Devon Partnership NHS Trust is a mental health trust established in 2001. It provides mental health and learning disability services in Devon (excluding Plymouth), England.

During the course of a year, the trust receives 66,000 referrals. It supports around 20,000 people every month and makes contact with around 1,000 people every day.[citation needed]

Services[edit]

The Trust created an innovative care home training project in 2013 receiving funding from the Prime Ministers Dementia Challenge Fund. The South Devon Care Home Learning Community has shown a significant improvement in the quality of care for people with dementia in care homes and won the British Medical Journal Dementia Team of the Year 2015. The reorganisation of the Devon Dementia Service has also received a Royal College of Psychiatrists Innovation Award and was shortlisted for a National Patient Safety Award in 2015.

In December 2016, the Trust announced that it had applied for planning permission to build a brand new, £5.5m Psychiatric Intensive Care Unit (PICU) in Exeter. This service is not currently available in Devon and, during 2015/16, 116 placements were made outside the county for people requiring care in a PICU. Reducing the number of people who have to travel long distances for care is one of the Trust's main objectives, and it has reduced the number by two thirds in the last two years.

In 2016, NHS England announced that funding had been identified to build a specialist Mother and Baby Unit in the south west to support new mothers with severe mental health needs. The Trust is actively making the case to have the unit located in Devon. Like the PICU, it will make a huge difference to people, and their families, who currently have to travel long distances for care outside Devon.

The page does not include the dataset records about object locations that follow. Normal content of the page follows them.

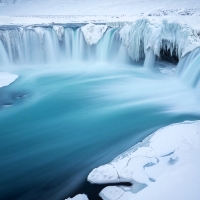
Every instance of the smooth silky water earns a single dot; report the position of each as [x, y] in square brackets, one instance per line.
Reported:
[59, 121]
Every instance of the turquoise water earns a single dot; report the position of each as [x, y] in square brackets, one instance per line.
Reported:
[59, 122]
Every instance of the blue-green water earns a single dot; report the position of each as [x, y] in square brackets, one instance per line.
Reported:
[64, 121]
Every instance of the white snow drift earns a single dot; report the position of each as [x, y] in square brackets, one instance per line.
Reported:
[166, 160]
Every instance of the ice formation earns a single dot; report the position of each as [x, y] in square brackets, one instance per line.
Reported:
[93, 33]
[7, 78]
[144, 34]
[189, 68]
[79, 197]
[158, 160]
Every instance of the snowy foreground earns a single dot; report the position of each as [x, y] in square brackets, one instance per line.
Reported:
[7, 78]
[165, 166]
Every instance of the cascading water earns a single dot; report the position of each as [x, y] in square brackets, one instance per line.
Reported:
[57, 123]
[189, 68]
[40, 45]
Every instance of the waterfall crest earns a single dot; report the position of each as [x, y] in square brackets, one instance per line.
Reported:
[54, 44]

As well as community and hospital services, the Trust has a number of other teams providing services for people with more specific needs. These include:

  • Depression and Anxiety Service (which receives around 20,000 referrals a year)
  • A range of secure services provided at Langdon in Dawlish – which generally support people who have come into contact with the criminal justice system
  • The West of England Gender Identity Clinic, for people with issues around their gender
  • MINDFUL EMPLOYER – an initiative that recognises and supports employers who are Positive about mental health. The scheme celebrated its tenth anniversary in 2014, has received widespread praise and has been adopted by countries as far afield as Canada and Australia.

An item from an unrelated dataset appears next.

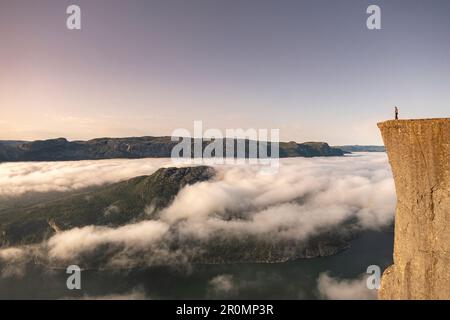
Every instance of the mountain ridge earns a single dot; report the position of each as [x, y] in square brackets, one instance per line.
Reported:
[60, 149]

The Trust has specialist Crisis Resolution and Home Treatment Teams that support people who require urgent care and support. Increasingly, it is working with colleagues in the county’s general hospitals to integrate physical health services with mental health and learning disability services. These include liaison psychiatry teams to support adults and older people in hospital with a wide range of needs, as well as specialist learning disability nurses, memory clinics (to support people with a possible diagnosis of dementia) and perinatal teams to support pregnant women and new mothers. The Trust is also working increasingly closely with the police to support people with mental health and learning disability needs and its Street Triage and Liaison and Diversion services have attracted widespread acclaim.

Performance[edit]

The trust was rated as having the lowest index of digital maturity of any organisation in the English NHS in April 2016.[1]

The trust was last inspected by the Care Quality Commission in May 2018, and its overall rating was 'Good'.[citation needed]

References[edit]

  1. ^ "First digital maturity index scores in full". Health Service Journal. 12 April 2016. Retrieved 19 June 2016.